Lamb
serves 4
450g / 1lb boned leg of lamb, cut into 5cm / 2 in cubes
3 tsp freshly grated ginger
3 tsp crushed garlic
125g / 4oz whole milk natural yogurt
1 large onion, roughly chopped
30ml / 3 tbsp sunflower or soya oil
4 green cardamom pods
2x5cm / 2x2in cinnamon sticks
4 whole cloves
2 bay leaves, crumbled
125g / 4oz chopped tin tomatoes, with juice
1 tsp ground cumin
2 tsp ground coriander
1/2-1 tsp chili powder
1 tsp paprika
1/2 tsp ground turmeric
275g / 10oz potatoes, peeled and cut into 5cm / 2in cubes
1 tsp salt, or to taste
2 tbsp fresh coriander, chopped
6-8 fresh mint leaves chopped, or 1/2 tsp dried
mint
Put the lamb, 2 tsp ginger, 2 tsp garlic and the yogurt into a
heavy pan
and mix well. Put over a medium-low heat and bring to a simmer. When
it begins to bubble, reduce the heat, cover and simmer for 35-40 minutes.
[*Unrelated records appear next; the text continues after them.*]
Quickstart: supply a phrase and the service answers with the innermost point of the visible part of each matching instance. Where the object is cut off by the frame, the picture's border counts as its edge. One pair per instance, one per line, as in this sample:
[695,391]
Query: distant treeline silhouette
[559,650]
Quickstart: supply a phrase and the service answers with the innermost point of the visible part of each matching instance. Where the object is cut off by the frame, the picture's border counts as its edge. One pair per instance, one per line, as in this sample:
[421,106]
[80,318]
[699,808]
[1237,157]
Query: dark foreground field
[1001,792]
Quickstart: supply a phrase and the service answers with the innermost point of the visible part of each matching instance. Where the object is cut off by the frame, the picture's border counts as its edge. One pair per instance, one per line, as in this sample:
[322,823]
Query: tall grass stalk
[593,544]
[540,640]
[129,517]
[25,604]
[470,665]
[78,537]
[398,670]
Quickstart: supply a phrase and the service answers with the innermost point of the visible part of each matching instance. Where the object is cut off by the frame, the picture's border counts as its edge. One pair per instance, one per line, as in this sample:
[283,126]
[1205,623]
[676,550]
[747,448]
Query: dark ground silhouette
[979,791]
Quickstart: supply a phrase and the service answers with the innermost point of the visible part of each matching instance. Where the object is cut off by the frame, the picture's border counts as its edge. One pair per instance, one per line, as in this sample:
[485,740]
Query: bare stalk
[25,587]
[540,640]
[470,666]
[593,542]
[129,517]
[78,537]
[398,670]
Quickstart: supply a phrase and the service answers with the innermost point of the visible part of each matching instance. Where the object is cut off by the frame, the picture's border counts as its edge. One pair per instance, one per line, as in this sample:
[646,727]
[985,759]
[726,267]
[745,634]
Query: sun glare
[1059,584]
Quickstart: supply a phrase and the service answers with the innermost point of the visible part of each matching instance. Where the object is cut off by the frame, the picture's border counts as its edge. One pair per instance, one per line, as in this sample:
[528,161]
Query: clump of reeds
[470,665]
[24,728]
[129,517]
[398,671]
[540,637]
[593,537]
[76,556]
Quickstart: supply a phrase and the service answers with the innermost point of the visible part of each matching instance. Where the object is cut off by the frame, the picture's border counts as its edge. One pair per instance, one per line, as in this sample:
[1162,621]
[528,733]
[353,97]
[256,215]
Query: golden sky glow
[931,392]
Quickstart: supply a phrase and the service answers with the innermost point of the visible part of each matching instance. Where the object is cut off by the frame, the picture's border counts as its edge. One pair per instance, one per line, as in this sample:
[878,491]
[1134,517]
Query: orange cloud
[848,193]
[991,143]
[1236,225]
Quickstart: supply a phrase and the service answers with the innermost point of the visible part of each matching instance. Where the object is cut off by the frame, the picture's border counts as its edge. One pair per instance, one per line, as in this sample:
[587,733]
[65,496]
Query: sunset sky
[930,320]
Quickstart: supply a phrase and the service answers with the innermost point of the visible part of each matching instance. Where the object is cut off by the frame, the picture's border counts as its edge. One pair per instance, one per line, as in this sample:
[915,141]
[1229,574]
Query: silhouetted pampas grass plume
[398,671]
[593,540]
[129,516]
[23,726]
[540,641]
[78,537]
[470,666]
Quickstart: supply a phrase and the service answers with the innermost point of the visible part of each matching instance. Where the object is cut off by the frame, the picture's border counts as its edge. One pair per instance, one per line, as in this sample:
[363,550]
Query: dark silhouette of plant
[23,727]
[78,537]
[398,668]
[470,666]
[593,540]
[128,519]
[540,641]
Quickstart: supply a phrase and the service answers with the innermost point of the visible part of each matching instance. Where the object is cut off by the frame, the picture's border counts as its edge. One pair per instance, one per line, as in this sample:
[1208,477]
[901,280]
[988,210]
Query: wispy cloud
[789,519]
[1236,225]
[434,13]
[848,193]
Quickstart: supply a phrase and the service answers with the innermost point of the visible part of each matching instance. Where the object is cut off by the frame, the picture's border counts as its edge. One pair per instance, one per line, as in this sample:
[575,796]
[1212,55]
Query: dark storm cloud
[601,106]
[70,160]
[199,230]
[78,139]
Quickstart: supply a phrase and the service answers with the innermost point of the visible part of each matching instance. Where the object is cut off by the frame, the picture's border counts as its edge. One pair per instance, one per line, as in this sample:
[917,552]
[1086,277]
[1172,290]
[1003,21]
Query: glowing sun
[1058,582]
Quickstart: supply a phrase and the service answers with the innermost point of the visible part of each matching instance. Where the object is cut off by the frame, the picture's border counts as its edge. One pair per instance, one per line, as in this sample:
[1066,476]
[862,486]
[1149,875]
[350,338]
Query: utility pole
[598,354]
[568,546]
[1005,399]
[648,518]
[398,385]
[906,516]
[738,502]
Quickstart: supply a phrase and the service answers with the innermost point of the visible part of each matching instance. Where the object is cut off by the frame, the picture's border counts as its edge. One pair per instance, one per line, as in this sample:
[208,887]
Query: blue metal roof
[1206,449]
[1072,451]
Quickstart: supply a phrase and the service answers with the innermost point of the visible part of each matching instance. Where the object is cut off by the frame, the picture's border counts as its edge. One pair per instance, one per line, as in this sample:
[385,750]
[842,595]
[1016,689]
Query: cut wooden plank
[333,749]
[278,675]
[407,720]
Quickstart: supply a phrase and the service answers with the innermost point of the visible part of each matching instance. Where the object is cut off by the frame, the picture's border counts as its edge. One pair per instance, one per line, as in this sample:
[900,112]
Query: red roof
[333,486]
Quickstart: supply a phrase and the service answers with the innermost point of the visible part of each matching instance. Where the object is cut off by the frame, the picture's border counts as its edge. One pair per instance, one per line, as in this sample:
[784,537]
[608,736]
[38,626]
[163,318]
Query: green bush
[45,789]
Remove from the heat and transfer the meat into a bowl with a slotted
spoon.
Strain the stock into a measuring jug : make it up to 225ml / 8floz by adding
water if you don't have enough.
Both meat and stock can be refridgerated for up to 2 days.
Puree the onion in a blender or processor.
Heat the oil in a Karahi, Wok or other suitable pan. Peel
back the top of each cardamom pod slightly to release the flavour and fry
gently with the cinnamon,
cloves and bayleaves for 15-20 seconds.
Add the onion puree and the remaining ginger and garlic.
Increase the heat to
medium and fry, stirring frequently, until the onion juices have evaporated
( 8-9 minutes ).
Add the tomatoes, stir and fry for a further 2-3 minutes, then
add all the spices.
Stir and cook for 2-3 minutes, add 50ml / 20floz warm water and cook for
a further minute or two.
Add the potatoes, salt and 280ml / 1/2 pint
warm water. Let it all simmer gently,
uncovered, for 10-15 minutes. Add the cooked meat and stock and simmer
for 25-30 minutes, stirring frequently so that the thickened sauce does not
stick to the bottom of the pan.
Stir in the coriander and mint, simmer for one minute, remove from the heat and serve with naan, or plain boiled rice and dahl.